Accepted regular AO proposals may include observations that have some overlap with observations approved in the Fermi GI Cycle. AO and the Fermi mission will resolve such duplications on a case-by-case basis; the default resolution will be that a single observation will be made and the data shared among the respective teams. A team that has duplicate proposals (or portions of proposals) accepted by AO and Fermi will receive only one allocation of observing time.
Proposals for AO observing time that are submitted directly to AO and that will enhance the Fermi mission’s scientific return also may be eligible for NASA funding through the Fermi GI program. These proposals will be AO Large Proposals (requesting 300 or more hours of AO observing time) and Urgent Proposals, which respond to time-critical, transient events. AO receives and evaluates Large Proposals at each of its proposal deadlines, twice per year, whereas Urgent Proposals are considered at any time. These proposals are distinguished from those of the Joint Proposal Opportunity in that they would involve requests for Fermi GI funding that are made subsequent to AO approval of observing time. Proposers of AO observations who also intend to propose for Fermi funding via this route must indicate their intentions clearly in the AO proposal, and all information related to the AO review of successful proposals will be forwarded to the Fermi mission for their evaluation.
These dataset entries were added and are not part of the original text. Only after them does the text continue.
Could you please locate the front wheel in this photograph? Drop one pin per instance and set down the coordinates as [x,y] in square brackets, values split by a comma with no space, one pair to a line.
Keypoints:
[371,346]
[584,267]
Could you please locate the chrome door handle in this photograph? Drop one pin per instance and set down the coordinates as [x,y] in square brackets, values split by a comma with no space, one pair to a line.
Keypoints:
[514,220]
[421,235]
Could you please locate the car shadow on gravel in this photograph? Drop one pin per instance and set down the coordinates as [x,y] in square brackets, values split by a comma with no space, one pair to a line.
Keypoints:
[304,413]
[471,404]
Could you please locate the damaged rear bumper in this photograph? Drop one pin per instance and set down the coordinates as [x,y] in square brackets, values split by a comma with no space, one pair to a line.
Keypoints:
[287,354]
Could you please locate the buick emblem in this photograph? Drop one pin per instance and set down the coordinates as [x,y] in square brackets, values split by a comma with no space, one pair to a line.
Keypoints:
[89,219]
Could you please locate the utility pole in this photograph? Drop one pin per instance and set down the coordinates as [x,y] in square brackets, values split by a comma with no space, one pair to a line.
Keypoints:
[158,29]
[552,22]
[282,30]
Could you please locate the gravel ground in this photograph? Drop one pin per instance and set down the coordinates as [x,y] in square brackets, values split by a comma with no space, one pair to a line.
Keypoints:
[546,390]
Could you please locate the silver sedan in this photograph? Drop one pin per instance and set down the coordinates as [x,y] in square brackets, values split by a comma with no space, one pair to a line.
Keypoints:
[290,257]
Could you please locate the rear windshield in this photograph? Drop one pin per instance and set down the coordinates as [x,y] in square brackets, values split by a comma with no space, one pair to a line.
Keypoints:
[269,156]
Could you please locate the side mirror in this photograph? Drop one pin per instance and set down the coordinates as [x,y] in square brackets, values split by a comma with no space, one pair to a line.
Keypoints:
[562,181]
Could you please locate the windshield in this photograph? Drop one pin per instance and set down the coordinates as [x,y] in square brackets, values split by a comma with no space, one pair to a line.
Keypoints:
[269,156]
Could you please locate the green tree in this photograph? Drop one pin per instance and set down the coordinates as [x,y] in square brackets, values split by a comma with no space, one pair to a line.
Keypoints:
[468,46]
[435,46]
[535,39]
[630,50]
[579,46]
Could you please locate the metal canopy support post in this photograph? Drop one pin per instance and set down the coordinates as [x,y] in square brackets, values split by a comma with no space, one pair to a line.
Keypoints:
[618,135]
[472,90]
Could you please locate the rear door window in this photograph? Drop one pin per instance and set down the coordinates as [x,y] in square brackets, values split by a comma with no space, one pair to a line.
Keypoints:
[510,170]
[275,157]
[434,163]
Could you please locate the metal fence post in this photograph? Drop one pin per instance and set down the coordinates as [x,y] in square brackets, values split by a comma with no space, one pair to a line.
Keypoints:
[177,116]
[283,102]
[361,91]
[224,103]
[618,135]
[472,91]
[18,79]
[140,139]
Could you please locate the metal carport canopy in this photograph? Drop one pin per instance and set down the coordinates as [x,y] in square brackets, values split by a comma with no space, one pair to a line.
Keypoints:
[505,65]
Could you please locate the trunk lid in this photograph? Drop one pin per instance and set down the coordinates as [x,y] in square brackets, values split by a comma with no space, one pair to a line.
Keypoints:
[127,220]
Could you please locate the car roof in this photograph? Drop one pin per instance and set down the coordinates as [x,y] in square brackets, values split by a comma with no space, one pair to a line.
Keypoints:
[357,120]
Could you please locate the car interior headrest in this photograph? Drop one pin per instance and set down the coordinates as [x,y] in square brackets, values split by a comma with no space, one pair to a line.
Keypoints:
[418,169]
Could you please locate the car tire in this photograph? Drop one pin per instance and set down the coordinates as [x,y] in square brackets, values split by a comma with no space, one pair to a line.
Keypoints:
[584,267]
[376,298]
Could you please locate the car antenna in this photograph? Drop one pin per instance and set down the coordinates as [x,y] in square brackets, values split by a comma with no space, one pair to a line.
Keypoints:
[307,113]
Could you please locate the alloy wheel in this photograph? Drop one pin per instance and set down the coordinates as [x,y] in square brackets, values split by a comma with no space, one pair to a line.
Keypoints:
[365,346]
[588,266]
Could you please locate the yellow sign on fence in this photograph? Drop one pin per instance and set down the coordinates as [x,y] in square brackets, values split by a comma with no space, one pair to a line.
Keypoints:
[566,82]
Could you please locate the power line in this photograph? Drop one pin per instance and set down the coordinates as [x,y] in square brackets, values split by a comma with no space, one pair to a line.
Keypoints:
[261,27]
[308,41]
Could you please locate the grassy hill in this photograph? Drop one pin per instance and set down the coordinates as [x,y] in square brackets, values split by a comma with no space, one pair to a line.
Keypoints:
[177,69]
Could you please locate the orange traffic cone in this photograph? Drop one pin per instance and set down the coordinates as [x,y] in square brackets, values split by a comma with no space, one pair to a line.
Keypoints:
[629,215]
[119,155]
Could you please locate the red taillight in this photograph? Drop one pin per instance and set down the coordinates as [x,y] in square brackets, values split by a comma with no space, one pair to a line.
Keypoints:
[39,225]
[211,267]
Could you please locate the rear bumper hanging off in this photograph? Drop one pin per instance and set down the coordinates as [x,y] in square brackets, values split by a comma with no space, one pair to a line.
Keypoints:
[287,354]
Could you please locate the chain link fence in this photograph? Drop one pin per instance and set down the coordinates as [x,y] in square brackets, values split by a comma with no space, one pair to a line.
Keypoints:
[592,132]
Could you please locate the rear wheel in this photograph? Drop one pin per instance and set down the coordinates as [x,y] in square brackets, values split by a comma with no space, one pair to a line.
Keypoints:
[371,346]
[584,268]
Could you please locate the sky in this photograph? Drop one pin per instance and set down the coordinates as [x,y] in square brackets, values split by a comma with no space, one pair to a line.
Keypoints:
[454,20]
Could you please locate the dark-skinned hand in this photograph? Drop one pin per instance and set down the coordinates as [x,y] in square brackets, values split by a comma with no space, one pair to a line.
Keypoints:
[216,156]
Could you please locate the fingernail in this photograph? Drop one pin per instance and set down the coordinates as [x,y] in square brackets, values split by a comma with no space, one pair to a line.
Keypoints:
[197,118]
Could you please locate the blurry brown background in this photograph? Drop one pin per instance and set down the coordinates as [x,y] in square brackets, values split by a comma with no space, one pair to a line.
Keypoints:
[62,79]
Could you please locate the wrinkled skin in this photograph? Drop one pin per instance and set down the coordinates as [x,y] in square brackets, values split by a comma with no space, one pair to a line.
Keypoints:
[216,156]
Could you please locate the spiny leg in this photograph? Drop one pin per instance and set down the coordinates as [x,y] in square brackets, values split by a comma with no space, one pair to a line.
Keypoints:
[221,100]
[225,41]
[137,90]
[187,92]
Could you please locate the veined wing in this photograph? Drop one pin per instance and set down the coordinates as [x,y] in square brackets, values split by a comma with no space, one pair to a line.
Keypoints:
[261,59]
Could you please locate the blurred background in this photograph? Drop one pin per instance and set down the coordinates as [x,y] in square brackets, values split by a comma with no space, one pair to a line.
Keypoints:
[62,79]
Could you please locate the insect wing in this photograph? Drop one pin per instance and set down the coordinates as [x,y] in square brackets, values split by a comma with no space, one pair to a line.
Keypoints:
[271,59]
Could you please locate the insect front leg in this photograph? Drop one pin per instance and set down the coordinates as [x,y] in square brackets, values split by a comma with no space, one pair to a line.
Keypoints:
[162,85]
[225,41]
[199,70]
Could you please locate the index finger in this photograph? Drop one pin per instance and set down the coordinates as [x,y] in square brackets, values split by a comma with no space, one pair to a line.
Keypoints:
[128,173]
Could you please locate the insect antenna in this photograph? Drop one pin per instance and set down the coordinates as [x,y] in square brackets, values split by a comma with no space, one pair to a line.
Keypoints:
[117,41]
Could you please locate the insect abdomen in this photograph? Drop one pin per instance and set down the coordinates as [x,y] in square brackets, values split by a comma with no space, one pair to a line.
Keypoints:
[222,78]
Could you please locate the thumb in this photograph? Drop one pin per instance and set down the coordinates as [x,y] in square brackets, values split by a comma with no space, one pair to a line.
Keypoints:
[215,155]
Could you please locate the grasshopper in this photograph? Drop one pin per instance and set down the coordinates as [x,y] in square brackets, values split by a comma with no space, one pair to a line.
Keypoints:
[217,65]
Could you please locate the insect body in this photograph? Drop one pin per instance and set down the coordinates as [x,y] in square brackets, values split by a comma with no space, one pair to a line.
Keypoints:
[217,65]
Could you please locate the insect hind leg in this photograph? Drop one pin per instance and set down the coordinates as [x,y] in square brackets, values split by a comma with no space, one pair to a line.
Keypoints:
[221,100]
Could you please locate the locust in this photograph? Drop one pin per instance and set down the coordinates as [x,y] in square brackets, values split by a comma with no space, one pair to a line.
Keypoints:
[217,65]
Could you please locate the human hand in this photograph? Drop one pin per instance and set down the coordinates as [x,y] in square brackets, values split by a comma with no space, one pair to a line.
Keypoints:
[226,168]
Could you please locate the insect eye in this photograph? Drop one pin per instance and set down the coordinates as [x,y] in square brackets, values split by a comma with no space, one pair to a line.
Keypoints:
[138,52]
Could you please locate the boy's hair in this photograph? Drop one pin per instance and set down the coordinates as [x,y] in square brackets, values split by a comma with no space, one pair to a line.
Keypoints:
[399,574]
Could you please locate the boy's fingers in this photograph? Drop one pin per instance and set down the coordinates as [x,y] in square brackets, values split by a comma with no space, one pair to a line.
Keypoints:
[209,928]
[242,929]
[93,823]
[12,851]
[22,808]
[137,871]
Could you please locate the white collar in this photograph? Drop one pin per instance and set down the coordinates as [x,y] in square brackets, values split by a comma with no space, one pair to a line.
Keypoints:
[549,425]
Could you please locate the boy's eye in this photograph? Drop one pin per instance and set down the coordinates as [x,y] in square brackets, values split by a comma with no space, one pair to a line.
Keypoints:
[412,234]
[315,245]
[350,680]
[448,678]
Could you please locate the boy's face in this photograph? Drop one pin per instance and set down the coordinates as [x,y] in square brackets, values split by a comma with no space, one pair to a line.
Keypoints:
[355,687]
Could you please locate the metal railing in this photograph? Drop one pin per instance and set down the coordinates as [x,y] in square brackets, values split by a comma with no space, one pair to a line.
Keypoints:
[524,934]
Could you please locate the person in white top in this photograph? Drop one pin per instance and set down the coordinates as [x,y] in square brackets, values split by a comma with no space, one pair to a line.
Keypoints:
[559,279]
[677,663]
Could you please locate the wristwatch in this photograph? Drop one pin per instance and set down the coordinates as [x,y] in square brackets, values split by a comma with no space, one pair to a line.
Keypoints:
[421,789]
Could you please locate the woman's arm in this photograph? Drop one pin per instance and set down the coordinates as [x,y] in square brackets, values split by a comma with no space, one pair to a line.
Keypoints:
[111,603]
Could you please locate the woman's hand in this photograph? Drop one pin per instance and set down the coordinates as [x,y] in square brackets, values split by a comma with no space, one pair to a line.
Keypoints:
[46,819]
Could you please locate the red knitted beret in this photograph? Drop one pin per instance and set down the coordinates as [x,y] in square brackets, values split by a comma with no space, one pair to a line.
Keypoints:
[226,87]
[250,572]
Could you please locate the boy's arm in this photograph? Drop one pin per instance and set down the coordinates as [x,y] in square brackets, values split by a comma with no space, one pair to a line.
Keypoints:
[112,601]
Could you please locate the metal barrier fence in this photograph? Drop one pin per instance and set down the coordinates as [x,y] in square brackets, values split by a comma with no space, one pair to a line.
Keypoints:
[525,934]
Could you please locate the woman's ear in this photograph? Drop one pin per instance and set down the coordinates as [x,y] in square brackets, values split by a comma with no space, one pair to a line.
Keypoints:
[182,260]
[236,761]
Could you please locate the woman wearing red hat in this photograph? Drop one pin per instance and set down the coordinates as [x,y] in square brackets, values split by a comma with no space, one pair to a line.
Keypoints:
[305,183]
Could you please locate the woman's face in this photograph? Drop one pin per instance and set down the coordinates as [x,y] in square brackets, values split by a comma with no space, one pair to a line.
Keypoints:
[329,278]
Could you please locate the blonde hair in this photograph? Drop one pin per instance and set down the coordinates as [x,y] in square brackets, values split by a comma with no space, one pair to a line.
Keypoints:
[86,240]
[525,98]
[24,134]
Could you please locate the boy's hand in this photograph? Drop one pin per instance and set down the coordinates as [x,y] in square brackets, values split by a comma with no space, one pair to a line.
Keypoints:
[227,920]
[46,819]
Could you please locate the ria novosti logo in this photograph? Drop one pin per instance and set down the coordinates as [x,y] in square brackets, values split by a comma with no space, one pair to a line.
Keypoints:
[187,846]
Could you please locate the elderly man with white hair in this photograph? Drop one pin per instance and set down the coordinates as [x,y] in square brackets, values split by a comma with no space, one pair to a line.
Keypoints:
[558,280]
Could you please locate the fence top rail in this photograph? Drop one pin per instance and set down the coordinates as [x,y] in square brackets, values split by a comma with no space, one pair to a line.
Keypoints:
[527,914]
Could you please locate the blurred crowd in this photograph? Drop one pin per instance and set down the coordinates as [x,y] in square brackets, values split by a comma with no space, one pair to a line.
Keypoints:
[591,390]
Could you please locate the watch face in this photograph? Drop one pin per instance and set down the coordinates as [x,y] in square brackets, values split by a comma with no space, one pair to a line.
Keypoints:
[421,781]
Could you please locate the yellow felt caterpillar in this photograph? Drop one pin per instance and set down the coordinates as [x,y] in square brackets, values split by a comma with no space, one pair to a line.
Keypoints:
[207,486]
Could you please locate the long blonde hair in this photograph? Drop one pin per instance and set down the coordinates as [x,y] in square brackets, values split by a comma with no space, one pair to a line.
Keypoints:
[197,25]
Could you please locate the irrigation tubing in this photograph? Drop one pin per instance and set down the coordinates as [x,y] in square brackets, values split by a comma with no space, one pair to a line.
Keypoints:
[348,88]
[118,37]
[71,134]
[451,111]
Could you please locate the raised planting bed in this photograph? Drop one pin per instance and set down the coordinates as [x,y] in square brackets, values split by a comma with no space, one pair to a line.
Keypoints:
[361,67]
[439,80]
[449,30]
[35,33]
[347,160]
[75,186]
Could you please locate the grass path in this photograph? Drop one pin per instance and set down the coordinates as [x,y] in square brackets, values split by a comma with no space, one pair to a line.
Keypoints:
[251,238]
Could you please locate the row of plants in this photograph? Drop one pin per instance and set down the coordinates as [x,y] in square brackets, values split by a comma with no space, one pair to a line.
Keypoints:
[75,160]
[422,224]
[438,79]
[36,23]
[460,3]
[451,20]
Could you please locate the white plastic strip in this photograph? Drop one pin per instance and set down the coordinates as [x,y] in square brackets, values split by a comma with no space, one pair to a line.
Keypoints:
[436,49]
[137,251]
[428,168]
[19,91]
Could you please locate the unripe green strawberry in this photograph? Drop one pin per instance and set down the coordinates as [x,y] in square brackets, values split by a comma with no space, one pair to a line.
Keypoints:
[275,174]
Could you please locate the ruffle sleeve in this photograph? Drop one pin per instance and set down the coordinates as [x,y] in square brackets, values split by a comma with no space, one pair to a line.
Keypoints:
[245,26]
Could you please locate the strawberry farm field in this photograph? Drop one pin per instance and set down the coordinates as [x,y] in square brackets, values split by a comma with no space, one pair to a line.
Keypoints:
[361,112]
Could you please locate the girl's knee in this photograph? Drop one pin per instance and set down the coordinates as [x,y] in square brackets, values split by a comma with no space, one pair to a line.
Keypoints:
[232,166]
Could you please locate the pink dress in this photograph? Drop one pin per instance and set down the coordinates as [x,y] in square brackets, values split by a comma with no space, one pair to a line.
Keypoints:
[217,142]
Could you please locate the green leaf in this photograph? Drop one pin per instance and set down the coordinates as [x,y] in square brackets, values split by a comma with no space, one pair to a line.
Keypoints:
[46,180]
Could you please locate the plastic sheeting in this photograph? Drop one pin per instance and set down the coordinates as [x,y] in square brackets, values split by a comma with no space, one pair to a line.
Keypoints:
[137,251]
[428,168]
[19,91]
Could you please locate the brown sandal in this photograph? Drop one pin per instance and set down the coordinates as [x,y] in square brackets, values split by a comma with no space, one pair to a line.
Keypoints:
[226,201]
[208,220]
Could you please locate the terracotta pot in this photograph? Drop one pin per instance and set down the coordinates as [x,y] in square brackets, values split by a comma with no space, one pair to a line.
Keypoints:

Note that the award of AO observing time will not be a guarantee of Fermi funding; likewise the observing time is not contingent on Fermi funding in this case.
For results obtained using Fermi and AO facilities, proper attribution to Arecibo Observatory must be included in all publications, conference proceedings, posters, abstracts and talks and colloquia, as in the following: "The Arecibo Observatory is operated by SRI International under a cooperative agreement with the National Science Foundation (AST-1100968), and in alliance with Ana G. Méndez-Universidad Metropolitana, and the Universities Space Research Association." Fermi attribution will be the same as for all other use of Fermi data products.